Award Winner: Chuck Graham, Columbia, Missouri
Nominator: Alison Tharp-Martin, M.Ed., CRC

"Mr. Graham has demonstrated distinct and unparalleled leadership through personal example and political action in the effort to remove environmental and legal barriers encoun-tered by individuals with disabilities.

"His efforts date back to when he was 16 years old, at which time he was involved in an automobile accident that left him with paraplegia.

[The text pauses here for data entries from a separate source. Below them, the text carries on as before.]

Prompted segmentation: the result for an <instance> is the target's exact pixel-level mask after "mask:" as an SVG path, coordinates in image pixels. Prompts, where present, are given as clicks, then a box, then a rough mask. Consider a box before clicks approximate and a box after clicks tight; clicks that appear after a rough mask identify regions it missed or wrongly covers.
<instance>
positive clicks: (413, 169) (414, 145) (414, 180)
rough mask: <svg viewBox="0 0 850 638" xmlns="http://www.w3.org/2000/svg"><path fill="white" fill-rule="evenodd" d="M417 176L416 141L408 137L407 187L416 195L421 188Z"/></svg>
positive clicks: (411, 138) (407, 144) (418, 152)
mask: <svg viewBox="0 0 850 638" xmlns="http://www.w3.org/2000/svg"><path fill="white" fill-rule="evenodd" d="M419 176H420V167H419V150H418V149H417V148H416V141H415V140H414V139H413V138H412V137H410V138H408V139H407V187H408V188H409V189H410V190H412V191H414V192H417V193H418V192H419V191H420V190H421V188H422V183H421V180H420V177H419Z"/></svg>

"After that, Chuck said many people focused on what they thought he could not do: go to college, live independently, drive a car, excel in sports, work.

"Chuck graduated from the University of Illinois in the top 100 seniors, and was a two time All-American wheelchair basketball player.

"He has impacted thousands of individuals through his contributions as the Director of Programs for the Coalition of Citizens with Disabilities in Illinois (1987-1990) and as the Missouri Coordinator of the ADA (1992-1996).

"Chuck was recognized by the U.S. House of Representatives Task Force on the Rights and Empowerment of Americans with Disabilities for his leadership in the passage of the Americans with Disabilities Act.

"In Missouri, he worked to pass House Bill 589 which created the Missouri Assistive Technology Council, and Senate Bill 672 which created the Governors Council of Disability.

"Chuck's leadership has been instrumental in forcing the University of Missouri to update facilities to comply with the ADA. As a result, many more individuals can enjoy athletic events.

"Chuck was elected to the Missouri House of Representatives District 24 in 1996."

And that was just the beginning.

IF HEAVEN DIDN'T OFFER all-you-can-eat Blue Bunny before, you can darn well bet it does now.